Het voorstel voorziet terecht in regels voor de aanwijzing van de verwerkingsverantwoordelijke. Uitgangspunt is dat het college van burgemeester en wethouders verwerkingsverantwoordelijke is. Daarop zijn echter uitzonderingen. De Afdeling merkt het volgende op.
Volgens het voorstel moet het college gedurende de gecoördineerde aanpak een coördinator aanstellen. De coördinator kan werkzaam zijn bij de gemeente, maar ook bij een andere partij die bij de gecoördineerde aanpak is betrokken. Het voorstel regelt ook de taken van de coördinator, en kent de coördinator verschillende bevoegdheden toe met betrekking tot de verwerking van persoonsgegevens van de cliënt.

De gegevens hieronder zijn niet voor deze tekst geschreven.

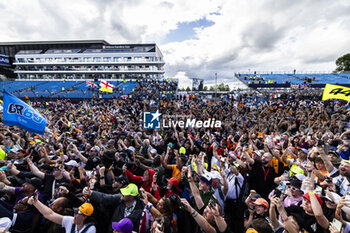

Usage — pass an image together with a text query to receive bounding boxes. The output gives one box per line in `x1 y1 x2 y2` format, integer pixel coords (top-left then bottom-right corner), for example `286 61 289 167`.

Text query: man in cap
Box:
112 218 134 233
28 195 96 233
83 183 144 233
244 198 269 228
187 167 214 210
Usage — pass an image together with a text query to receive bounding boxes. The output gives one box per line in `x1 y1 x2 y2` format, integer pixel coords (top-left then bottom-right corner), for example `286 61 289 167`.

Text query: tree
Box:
335 53 350 72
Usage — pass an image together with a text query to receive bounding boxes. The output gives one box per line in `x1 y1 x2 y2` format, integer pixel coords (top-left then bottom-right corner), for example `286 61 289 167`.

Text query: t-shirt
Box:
62 216 96 233
286 206 324 233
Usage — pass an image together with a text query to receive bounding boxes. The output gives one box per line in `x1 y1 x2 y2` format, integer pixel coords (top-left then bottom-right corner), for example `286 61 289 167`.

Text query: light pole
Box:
215 73 218 99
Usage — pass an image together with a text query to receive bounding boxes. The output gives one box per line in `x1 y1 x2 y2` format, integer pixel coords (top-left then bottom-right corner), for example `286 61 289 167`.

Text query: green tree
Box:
335 53 350 72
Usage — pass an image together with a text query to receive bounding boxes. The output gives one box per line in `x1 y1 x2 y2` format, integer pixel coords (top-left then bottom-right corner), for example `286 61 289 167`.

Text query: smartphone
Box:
332 218 342 232
345 192 350 201
315 185 322 196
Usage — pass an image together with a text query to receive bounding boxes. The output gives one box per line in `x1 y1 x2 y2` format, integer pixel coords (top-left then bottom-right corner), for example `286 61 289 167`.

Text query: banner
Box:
3 91 47 135
100 80 114 93
322 84 350 101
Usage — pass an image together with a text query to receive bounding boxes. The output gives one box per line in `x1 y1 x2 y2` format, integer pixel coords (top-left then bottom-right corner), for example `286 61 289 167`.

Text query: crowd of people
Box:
0 91 350 233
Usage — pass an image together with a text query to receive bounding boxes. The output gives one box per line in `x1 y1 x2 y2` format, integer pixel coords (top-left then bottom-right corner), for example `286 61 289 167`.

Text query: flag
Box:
322 84 350 101
0 147 6 160
3 91 47 135
85 81 95 88
100 80 113 93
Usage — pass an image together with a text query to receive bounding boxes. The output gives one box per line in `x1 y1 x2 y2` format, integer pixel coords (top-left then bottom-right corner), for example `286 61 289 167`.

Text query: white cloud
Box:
0 0 350 86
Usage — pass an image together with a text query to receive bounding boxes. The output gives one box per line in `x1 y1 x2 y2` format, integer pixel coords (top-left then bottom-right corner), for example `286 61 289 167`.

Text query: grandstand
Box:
235 73 350 88
0 40 177 98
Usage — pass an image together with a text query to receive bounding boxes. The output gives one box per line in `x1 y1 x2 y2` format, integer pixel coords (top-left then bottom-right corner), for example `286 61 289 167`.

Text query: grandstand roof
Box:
0 40 109 46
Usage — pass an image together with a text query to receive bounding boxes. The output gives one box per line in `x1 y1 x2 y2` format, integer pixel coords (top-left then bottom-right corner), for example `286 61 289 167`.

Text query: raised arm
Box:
309 192 329 230
27 158 45 179
28 196 63 225
187 166 204 210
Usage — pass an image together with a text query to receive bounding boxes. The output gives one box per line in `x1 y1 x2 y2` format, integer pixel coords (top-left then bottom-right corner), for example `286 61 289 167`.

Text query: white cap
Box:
64 160 78 167
210 171 222 182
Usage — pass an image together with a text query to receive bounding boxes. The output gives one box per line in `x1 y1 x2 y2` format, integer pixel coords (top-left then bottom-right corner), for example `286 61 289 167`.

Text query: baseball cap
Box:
25 177 42 189
128 146 135 153
290 178 301 189
112 218 134 233
151 149 157 154
199 173 211 185
303 193 323 205
210 171 222 182
252 193 261 201
115 175 129 187
64 160 78 167
179 146 186 154
300 148 309 154
166 177 179 188
0 166 10 172
254 197 269 209
254 150 261 157
120 183 139 197
74 202 94 216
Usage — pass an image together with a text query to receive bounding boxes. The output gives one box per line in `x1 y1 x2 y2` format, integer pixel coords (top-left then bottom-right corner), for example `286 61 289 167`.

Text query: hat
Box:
166 177 179 188
25 177 42 189
290 178 301 189
210 171 222 182
120 183 139 197
0 166 10 172
300 148 309 154
115 175 129 187
150 149 157 154
107 139 115 145
328 151 339 157
254 150 261 157
303 193 323 205
179 146 186 154
10 146 18 153
64 160 78 167
128 146 135 153
254 197 269 209
324 192 341 204
245 228 258 233
252 193 261 201
94 146 101 153
78 202 94 216
112 218 134 233
199 173 211 185
38 163 53 172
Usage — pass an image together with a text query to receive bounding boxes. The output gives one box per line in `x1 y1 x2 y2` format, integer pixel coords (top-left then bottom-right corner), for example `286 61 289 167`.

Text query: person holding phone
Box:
28 195 96 233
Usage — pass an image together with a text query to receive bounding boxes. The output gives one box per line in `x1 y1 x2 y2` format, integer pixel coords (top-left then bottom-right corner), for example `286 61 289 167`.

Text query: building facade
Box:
0 40 165 81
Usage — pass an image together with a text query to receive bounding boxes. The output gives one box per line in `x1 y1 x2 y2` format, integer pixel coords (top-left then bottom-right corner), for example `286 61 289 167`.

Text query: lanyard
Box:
262 166 270 181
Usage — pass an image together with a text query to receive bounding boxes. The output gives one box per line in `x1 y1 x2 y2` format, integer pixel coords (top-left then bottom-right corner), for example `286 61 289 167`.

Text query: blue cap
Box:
0 166 10 172
112 218 134 233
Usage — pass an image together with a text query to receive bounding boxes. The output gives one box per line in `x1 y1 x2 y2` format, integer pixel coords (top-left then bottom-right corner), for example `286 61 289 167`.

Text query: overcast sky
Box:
0 0 350 86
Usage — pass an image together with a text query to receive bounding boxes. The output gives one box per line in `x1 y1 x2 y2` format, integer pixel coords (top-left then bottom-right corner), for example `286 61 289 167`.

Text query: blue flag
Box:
3 91 47 135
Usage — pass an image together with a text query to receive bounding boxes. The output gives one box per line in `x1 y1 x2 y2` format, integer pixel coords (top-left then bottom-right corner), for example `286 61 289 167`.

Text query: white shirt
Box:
62 216 96 233
225 169 244 199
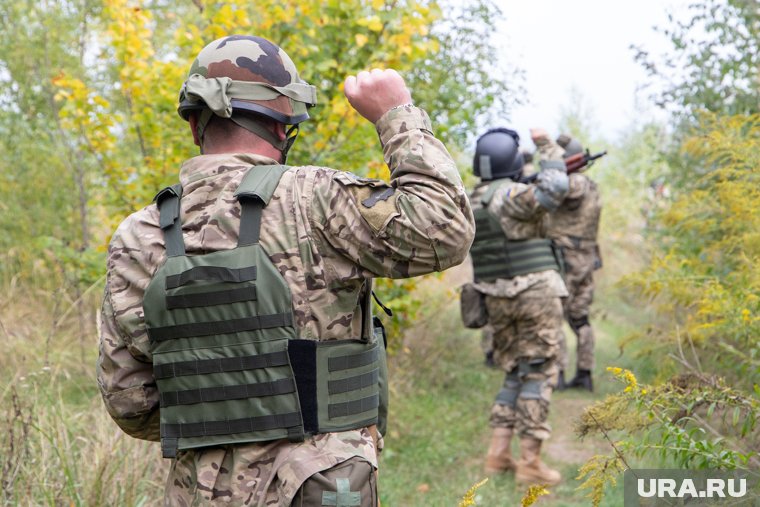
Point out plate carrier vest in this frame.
[143,165,388,458]
[470,180,562,283]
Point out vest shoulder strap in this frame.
[480,180,511,208]
[235,165,290,246]
[235,165,290,206]
[153,183,185,257]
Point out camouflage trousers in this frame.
[560,247,597,370]
[480,324,493,354]
[486,293,562,440]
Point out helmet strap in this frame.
[196,109,214,155]
[282,123,301,164]
[197,108,299,163]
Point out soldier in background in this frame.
[480,149,536,368]
[470,128,567,484]
[547,135,602,391]
[97,36,474,506]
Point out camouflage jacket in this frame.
[470,139,567,298]
[547,173,602,249]
[97,106,474,505]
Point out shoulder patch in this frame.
[362,187,395,208]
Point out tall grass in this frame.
[0,287,166,506]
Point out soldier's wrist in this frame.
[375,104,432,146]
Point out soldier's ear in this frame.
[188,113,201,146]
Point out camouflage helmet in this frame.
[177,35,317,155]
[472,128,524,181]
[557,134,583,158]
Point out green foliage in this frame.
[0,0,520,346]
[576,368,760,506]
[626,115,760,390]
[578,113,760,505]
[634,0,760,120]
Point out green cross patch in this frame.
[322,479,362,507]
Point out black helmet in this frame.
[557,134,583,158]
[472,128,524,181]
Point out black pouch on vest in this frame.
[459,283,488,329]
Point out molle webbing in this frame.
[470,200,560,282]
[143,166,386,457]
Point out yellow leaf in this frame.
[367,16,383,32]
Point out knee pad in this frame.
[517,357,548,379]
[496,368,520,408]
[567,315,589,333]
[519,379,546,400]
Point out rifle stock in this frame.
[520,150,607,183]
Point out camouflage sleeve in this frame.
[97,216,159,441]
[97,287,159,441]
[311,106,475,278]
[535,136,565,160]
[565,173,589,200]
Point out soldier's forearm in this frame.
[377,106,474,274]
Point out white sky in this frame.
[496,0,691,142]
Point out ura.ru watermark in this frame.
[624,469,760,507]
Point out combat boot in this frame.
[515,437,562,486]
[567,370,594,392]
[483,428,515,475]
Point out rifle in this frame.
[520,150,607,183]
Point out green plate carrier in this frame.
[470,181,562,282]
[143,166,388,458]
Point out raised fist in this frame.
[343,69,412,123]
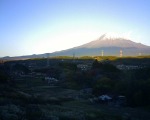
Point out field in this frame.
[0,75,150,120]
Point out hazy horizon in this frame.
[0,0,150,57]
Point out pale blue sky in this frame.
[0,0,150,57]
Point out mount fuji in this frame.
[51,34,150,56]
[3,34,150,59]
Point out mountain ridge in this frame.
[1,34,150,60]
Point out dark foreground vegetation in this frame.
[0,56,150,120]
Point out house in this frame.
[45,77,58,85]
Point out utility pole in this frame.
[120,50,123,57]
[47,53,49,67]
[101,50,104,57]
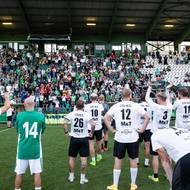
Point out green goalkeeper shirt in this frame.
[16,111,46,160]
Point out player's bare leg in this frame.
[15,174,22,190]
[96,140,102,162]
[129,158,138,190]
[34,173,42,190]
[68,157,75,182]
[80,157,88,184]
[107,157,123,190]
[144,142,150,167]
[104,131,109,151]
[89,140,96,166]
[149,155,159,182]
[7,121,11,128]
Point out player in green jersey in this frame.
[0,92,10,115]
[15,96,46,190]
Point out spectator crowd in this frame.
[0,45,189,113]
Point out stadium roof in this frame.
[0,0,190,41]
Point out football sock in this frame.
[69,173,74,178]
[80,174,85,180]
[35,187,42,190]
[104,141,108,148]
[130,168,138,184]
[113,169,121,186]
[144,158,149,166]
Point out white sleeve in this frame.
[151,133,162,151]
[145,86,156,107]
[65,112,72,121]
[107,105,115,118]
[137,104,146,115]
[173,100,179,110]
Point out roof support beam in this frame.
[16,0,31,34]
[67,0,72,34]
[146,0,168,40]
[175,23,190,44]
[108,0,119,41]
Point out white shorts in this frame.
[15,158,43,175]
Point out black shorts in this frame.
[89,129,102,141]
[113,141,139,159]
[69,137,89,158]
[172,153,190,190]
[150,136,158,156]
[139,130,152,143]
[7,115,13,121]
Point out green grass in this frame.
[0,127,169,190]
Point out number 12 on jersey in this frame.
[23,122,38,139]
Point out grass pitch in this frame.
[0,127,169,190]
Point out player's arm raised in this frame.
[104,113,116,133]
[145,84,155,106]
[1,93,10,113]
[166,83,173,104]
[156,148,173,186]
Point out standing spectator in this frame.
[15,96,46,190]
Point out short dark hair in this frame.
[122,87,132,98]
[76,99,84,110]
[90,96,98,101]
[141,93,146,102]
[156,92,167,101]
[177,87,189,97]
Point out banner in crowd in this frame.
[46,114,66,125]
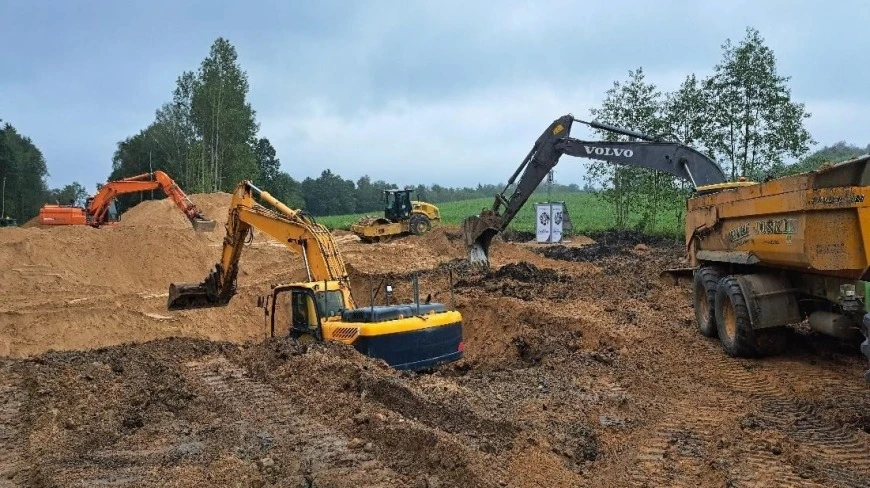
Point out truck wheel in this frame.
[692,267,721,337]
[408,214,432,236]
[716,276,759,357]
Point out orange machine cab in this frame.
[39,205,86,225]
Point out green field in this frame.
[317,192,683,236]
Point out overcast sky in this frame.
[0,0,870,191]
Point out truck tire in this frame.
[716,276,759,358]
[692,266,722,337]
[408,214,432,236]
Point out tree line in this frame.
[587,27,827,231]
[0,28,870,227]
[109,38,579,215]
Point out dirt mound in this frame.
[534,231,677,262]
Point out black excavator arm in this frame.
[462,114,727,266]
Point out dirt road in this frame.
[0,196,870,487]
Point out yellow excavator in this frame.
[167,181,465,371]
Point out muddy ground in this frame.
[0,195,870,487]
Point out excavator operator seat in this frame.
[290,290,319,331]
[384,190,411,221]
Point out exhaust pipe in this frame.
[166,268,236,310]
[861,314,870,383]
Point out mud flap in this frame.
[861,314,870,383]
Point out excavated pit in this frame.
[0,195,870,487]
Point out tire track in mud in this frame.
[713,353,870,487]
[0,366,28,488]
[629,402,723,487]
[186,357,401,486]
[729,449,827,488]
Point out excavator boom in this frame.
[168,181,353,310]
[462,114,726,266]
[86,171,215,232]
[39,171,215,232]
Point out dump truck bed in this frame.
[686,155,870,280]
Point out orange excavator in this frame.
[38,171,215,232]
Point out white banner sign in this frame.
[535,204,553,242]
[550,203,564,242]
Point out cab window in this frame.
[290,291,317,327]
[315,290,344,317]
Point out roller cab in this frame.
[260,282,464,371]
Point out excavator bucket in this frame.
[462,212,501,268]
[166,269,235,310]
[166,283,226,310]
[190,218,217,232]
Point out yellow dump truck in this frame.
[462,114,870,382]
[686,156,870,381]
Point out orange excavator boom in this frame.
[40,171,215,232]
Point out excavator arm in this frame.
[462,114,726,266]
[168,181,354,310]
[85,171,215,232]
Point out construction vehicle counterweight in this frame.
[167,181,464,370]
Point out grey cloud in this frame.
[0,0,870,193]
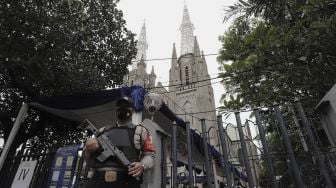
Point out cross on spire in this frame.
[180,4,194,55]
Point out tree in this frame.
[0,0,136,145]
[218,0,336,109]
[218,0,336,187]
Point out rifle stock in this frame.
[79,119,140,180]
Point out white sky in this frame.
[118,0,255,135]
[118,0,236,107]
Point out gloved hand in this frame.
[85,138,99,152]
[128,162,145,177]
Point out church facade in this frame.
[123,6,217,137]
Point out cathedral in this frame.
[123,5,217,137]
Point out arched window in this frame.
[185,67,189,85]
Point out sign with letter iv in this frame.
[12,161,37,188]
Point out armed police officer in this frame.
[85,97,155,188]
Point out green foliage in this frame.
[0,0,136,147]
[217,0,336,186]
[217,0,336,109]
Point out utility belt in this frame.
[92,170,142,183]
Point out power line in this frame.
[163,90,217,122]
[131,53,220,62]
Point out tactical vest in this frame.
[90,126,140,170]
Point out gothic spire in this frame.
[180,5,194,55]
[171,43,177,69]
[172,43,177,59]
[132,22,148,70]
[193,36,201,57]
[151,66,155,75]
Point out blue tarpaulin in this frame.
[29,86,247,181]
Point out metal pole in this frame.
[295,100,334,188]
[0,103,28,171]
[235,112,254,188]
[156,130,168,187]
[200,119,213,187]
[186,122,194,188]
[217,115,232,188]
[172,121,177,188]
[274,106,306,188]
[253,108,278,188]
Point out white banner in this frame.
[12,161,37,188]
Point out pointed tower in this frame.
[180,5,195,55]
[169,43,180,90]
[148,66,156,87]
[132,22,148,70]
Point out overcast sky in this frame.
[118,0,236,107]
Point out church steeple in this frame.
[193,36,201,58]
[132,22,148,70]
[180,5,194,55]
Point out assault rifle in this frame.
[79,119,139,180]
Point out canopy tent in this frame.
[0,86,247,181]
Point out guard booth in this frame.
[0,86,246,188]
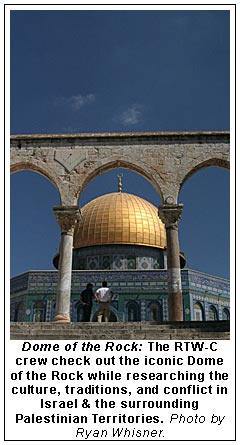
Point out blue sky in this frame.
[10,10,230,278]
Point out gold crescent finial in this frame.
[117,174,123,193]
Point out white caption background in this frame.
[6,340,235,441]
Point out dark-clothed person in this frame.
[80,283,95,321]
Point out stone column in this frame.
[53,206,80,322]
[158,204,183,321]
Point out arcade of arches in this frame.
[11,132,230,322]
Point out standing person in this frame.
[80,283,94,321]
[95,281,113,323]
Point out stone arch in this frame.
[10,162,62,202]
[77,158,163,201]
[179,158,230,191]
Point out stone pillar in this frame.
[158,204,183,321]
[53,206,80,322]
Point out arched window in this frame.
[222,307,230,320]
[193,303,204,321]
[208,306,218,321]
[15,302,25,321]
[33,301,45,322]
[148,301,161,321]
[127,301,140,321]
[75,301,84,321]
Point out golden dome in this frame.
[73,192,167,248]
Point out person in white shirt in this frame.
[95,281,113,323]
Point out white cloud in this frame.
[54,93,95,111]
[119,104,142,125]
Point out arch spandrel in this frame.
[11,131,229,206]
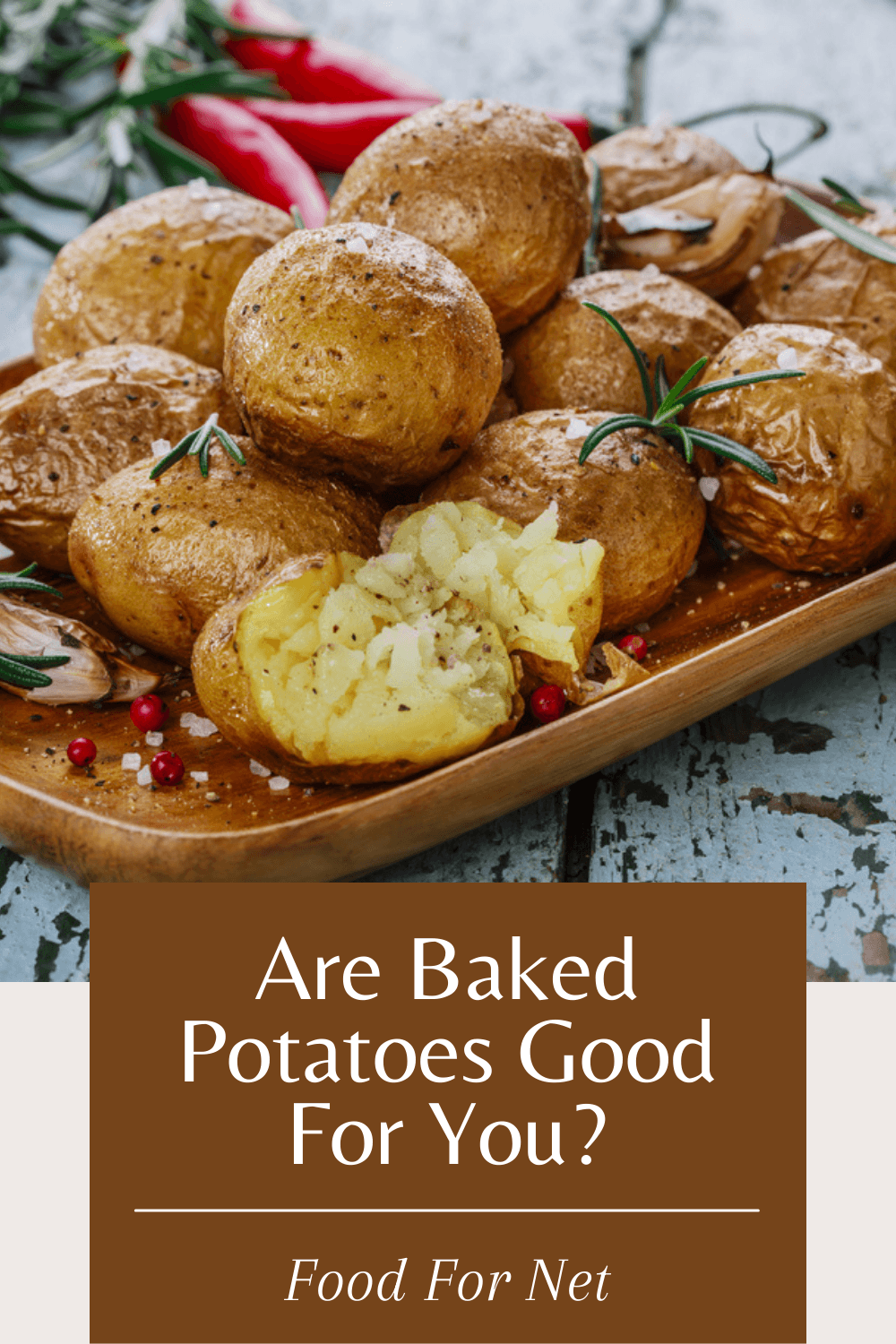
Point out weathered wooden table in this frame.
[0,0,896,980]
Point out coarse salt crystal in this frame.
[180,710,218,738]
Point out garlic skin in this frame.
[0,594,161,704]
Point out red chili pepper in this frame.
[245,99,440,172]
[227,0,441,104]
[544,108,594,150]
[167,94,329,228]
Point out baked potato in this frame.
[584,123,745,212]
[691,324,896,574]
[603,172,785,297]
[0,346,240,570]
[422,409,707,631]
[734,210,896,371]
[33,179,294,368]
[508,266,740,416]
[224,225,503,492]
[68,449,380,666]
[328,99,591,332]
[192,504,600,784]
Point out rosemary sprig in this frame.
[0,564,71,691]
[821,177,872,217]
[149,411,246,481]
[783,187,896,265]
[579,303,806,486]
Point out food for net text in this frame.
[329,99,591,332]
[224,225,503,492]
[33,179,294,368]
[68,438,380,664]
[0,344,239,570]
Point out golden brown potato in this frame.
[33,180,293,368]
[192,504,606,784]
[691,324,896,573]
[584,124,745,212]
[0,346,240,570]
[508,266,740,416]
[422,410,705,631]
[603,172,785,297]
[734,210,896,370]
[68,449,380,664]
[328,99,591,332]
[224,225,503,492]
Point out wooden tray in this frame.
[0,193,896,883]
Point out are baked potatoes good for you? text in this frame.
[584,121,745,212]
[68,438,380,666]
[224,225,503,492]
[508,266,740,414]
[192,504,602,784]
[734,210,896,373]
[422,409,707,631]
[328,99,591,332]
[33,179,293,368]
[0,344,240,570]
[689,324,896,574]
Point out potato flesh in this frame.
[237,556,514,766]
[390,502,603,672]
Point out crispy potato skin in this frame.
[192,554,525,784]
[68,440,380,666]
[584,125,745,214]
[734,210,896,373]
[0,346,242,570]
[328,99,591,332]
[224,225,503,492]
[33,187,293,368]
[691,324,896,574]
[508,268,740,416]
[422,409,707,631]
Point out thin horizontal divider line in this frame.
[134,1209,759,1214]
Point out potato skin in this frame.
[584,125,745,214]
[328,99,591,332]
[508,268,740,416]
[691,324,896,574]
[734,211,896,373]
[68,440,380,666]
[422,409,707,631]
[33,185,293,368]
[191,554,524,784]
[224,225,503,492]
[0,346,242,570]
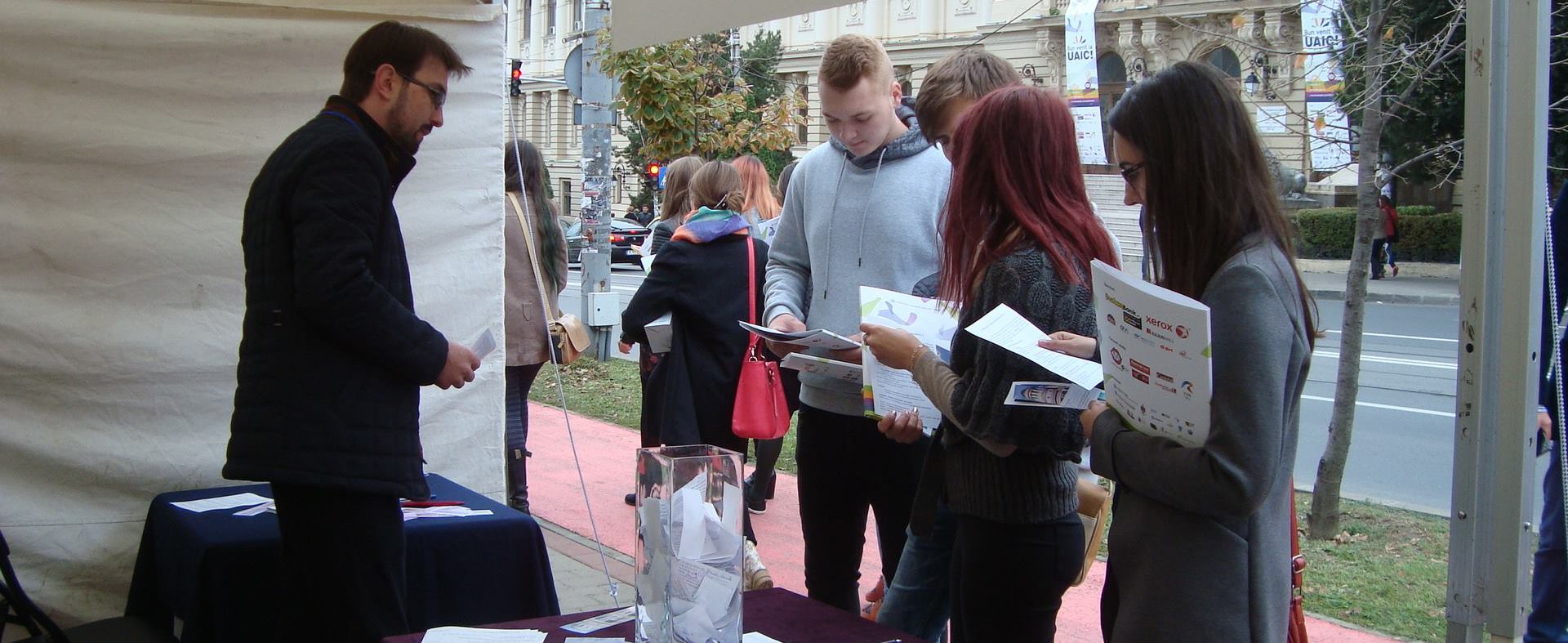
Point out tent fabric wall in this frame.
[0,0,505,621]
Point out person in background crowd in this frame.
[861,85,1120,643]
[503,141,566,513]
[1041,61,1316,643]
[621,162,773,590]
[223,20,480,643]
[1524,184,1568,643]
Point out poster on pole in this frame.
[1302,0,1350,172]
[1067,0,1110,165]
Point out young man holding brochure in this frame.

Daarnaast bepaalt het voorstel dat de partij waar de coördinator werkzaam is, verwerkingsverantwoordelijke is voor de gegevensverwerking door de coördinator. De verwerkingsverantwoordelijkheid kan dus bij een andere partij dan het college komen te liggen.
Volgens de AVG is de verwerkingsverantwoordelijke de partij die het doel van en de middelen voor de verwerking van persoonsgegevens vaststelt. Hoewel de verwerkingsverantwoordelijke bij lidstatelijk recht mag worden aangewezen, is het in het licht van de voornoemde definitie de vraag in hoeverre het passend is om gedurende de gecoördineerde aanpak de verwerkingsverantwoordelijkheid ook bij een andere partij dan de gemeente neer te leggen. Het college is immers de partij die verantwoordelijk is voor de gecoördineerde aanpak, en in dat opzicht ook de partij die het doel van en de middelen voor de gegevensverwerking vaststelt. Daarbij is het van belang dat degene die als verwerkingsverantwoordelijke wordt aangewezen die verantwoordelijkheid ook metterdaad moet kunnen waarmaken.
Daarbij komt dat volgens het voorstel de verwerkingsverantwoordelijkheid gedurende het onderzoek en bij afsluiting van de gecoördineerde aanpak wel per definitie bij het college ligt. Een wisselende verwerkingsverantwoordelijke per fase van de gecoördineerde aanpak, kan voor cliënten een onduidelijke situatie creëren. Wil een betrokkene zijn rechten op de grond van de AVG effectief kunnen uitoefenen, dan dient juist duidelijk te zijn wie de verwerkingsverantwoordelijke is. Bij de bespreking van de rol van de coördinator, gaat de toelichting op dit punt niet in.
Gelet op het voorgaande adviseert de Afdeling de verwerkingsverantwoordelijkheid in alle fasen van de gecoördineerde aanpak bij het college neer te leggen.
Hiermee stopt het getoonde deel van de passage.